I know that this semester is only a week and a half underway, but I kind of hate my night class. It's a strong word, but I can't think of another way to put it. I literally dread going to that class every night. When I started teaching I didn't enjoy going to the night class because it was late and at that time all I could think of was going home and relaxing. But over time the students grew on me and I realized that it was a fun bunch, so even though we went until 8 p.m., it wasn't that big of a deal.

And I truly enjoyed teaching to those students. But now a different teacher has robbed me of that class and I'm left with new students. And even worse, they're beginners, so I can barely speak to them. No matter how slowly I speak, they just look at me like I have 3 eyes. The book inspires no interest and is truly boring, and the students just sit there in silence. It's a struggle to get through the 2 hours.

It took me a while to figure out how to teach to large, mid-level classes, and now I feel lost again as I start over with a small class of beginners. Going over things like greetings is just so slow and boring. Now I actually look forward to my afternoon class, which used to be the drag of the day.
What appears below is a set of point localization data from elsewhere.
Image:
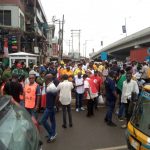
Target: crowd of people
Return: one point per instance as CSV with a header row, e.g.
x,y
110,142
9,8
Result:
x,y
45,88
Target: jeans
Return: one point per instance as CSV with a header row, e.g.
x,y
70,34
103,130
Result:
x,y
121,110
32,112
51,129
90,107
68,107
110,109
79,100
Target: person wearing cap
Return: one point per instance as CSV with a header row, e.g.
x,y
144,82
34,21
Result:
x,y
18,70
32,72
32,95
51,69
69,73
98,83
14,88
65,98
90,93
111,97
79,69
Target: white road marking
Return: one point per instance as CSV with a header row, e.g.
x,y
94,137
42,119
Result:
x,y
114,148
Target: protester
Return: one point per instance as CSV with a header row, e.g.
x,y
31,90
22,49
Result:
x,y
79,87
90,94
32,95
65,98
14,88
111,96
129,87
51,92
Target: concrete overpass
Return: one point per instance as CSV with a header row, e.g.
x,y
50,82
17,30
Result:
x,y
121,48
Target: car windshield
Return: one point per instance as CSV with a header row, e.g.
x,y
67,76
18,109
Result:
x,y
140,118
22,134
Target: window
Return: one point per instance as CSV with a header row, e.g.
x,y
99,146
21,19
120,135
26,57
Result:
x,y
5,17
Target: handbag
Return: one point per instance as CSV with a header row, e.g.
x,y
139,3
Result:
x,y
101,100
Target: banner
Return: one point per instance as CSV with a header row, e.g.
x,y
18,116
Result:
x,y
103,55
124,29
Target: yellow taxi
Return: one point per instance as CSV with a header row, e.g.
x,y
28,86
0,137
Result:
x,y
138,129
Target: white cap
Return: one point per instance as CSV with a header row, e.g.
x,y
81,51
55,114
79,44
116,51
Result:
x,y
32,72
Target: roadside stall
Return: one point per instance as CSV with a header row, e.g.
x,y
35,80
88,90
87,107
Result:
x,y
23,57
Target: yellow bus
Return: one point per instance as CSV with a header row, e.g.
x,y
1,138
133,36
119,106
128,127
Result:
x,y
138,129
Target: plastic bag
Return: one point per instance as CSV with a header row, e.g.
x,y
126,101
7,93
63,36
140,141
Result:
x,y
101,100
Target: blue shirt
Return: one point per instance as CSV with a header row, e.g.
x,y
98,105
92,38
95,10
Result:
x,y
110,89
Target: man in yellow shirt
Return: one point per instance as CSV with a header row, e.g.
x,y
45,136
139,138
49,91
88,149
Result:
x,y
68,72
79,69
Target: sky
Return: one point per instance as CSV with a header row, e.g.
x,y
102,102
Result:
x,y
97,20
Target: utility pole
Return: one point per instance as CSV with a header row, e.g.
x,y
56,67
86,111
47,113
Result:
x,y
69,45
125,25
72,43
73,33
61,53
79,44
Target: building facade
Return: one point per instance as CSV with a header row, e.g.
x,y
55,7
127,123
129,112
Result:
x,y
23,27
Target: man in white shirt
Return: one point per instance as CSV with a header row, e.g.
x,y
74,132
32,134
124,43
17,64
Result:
x,y
79,91
91,93
65,98
130,86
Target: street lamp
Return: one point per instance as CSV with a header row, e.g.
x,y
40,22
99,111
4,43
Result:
x,y
86,45
60,40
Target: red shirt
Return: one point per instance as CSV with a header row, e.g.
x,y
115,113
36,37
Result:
x,y
97,81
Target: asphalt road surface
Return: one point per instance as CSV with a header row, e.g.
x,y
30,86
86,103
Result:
x,y
87,133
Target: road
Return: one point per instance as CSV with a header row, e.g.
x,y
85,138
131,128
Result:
x,y
87,133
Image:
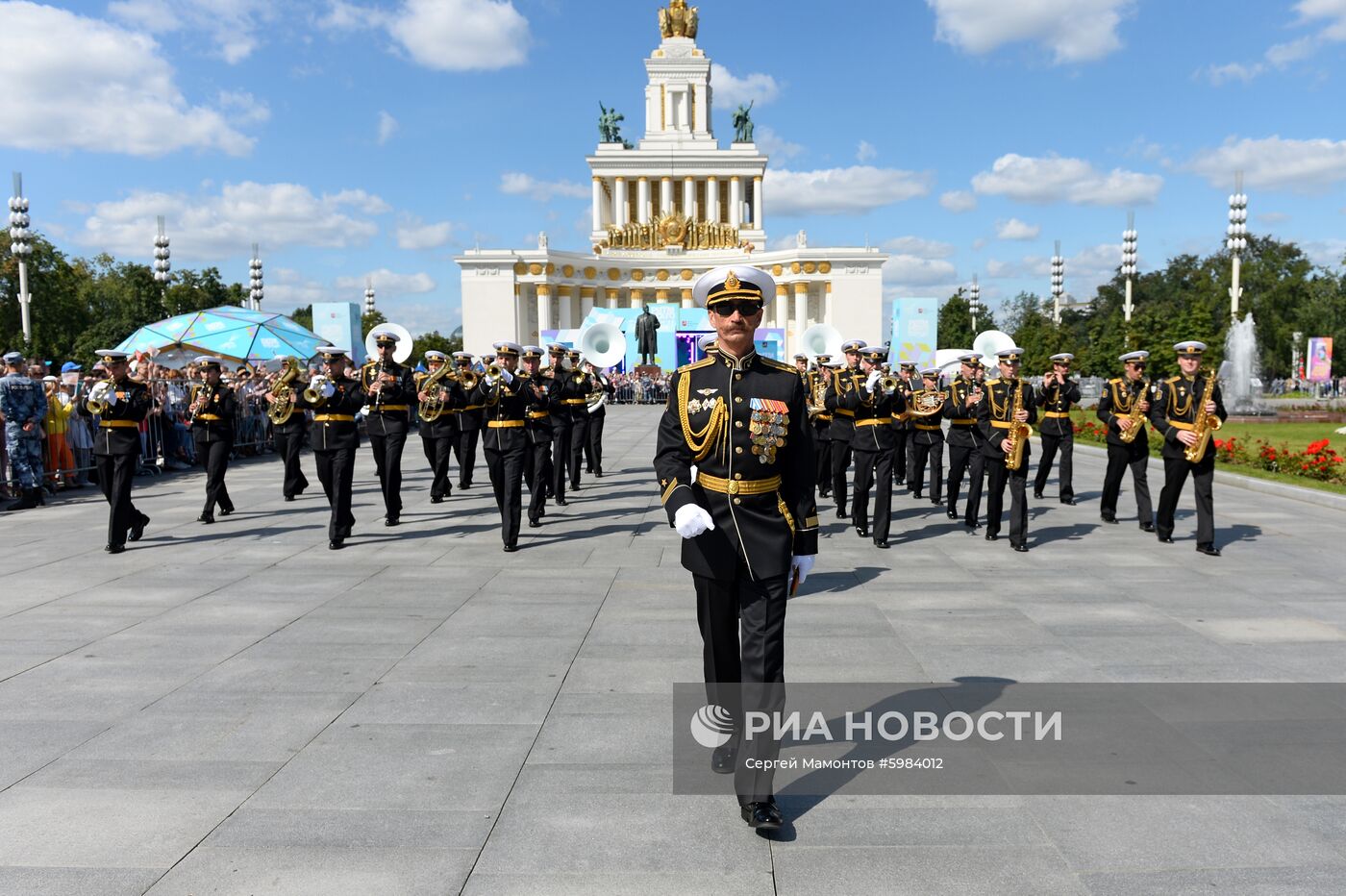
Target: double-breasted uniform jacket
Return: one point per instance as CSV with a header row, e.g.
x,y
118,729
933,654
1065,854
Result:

The class now goes from 7-9 p.m., but I have yet to keep them until 9 p.m. It's partly because there just isn't enough material in the book to cover 2 hours for 4 days a week, and also partly because I don't want to be walking home after 9 through my neighborhood. I don't think it's too dangerous, but I'd rather already be at home by that point.

So now I need to find out how to teach to this new group of students and totally change the way I got used to. It's annoying because it takes away from the regularity that makes teaching easier. However, I can see the benefits it could have, making me more versatile in the long run. But for now, I'm not very happy with it. I still believe that in the beginner classes teachers from the area should work with the students, and the native English speakers should be used for higher levels. This way a student can pick up on the accent and pronunciation on words they already know, rather than being totally lost from the get-go.

It's not up to me, however, and I'm just going to have to put up with it for now. But it's 6 o'clock and I need to leave for the university in a half hour, and if I could be anywhere else I would. I just need to think like Dorothy and keep saying, "It's almost Friday, It's almost Friday, It's almost Friday."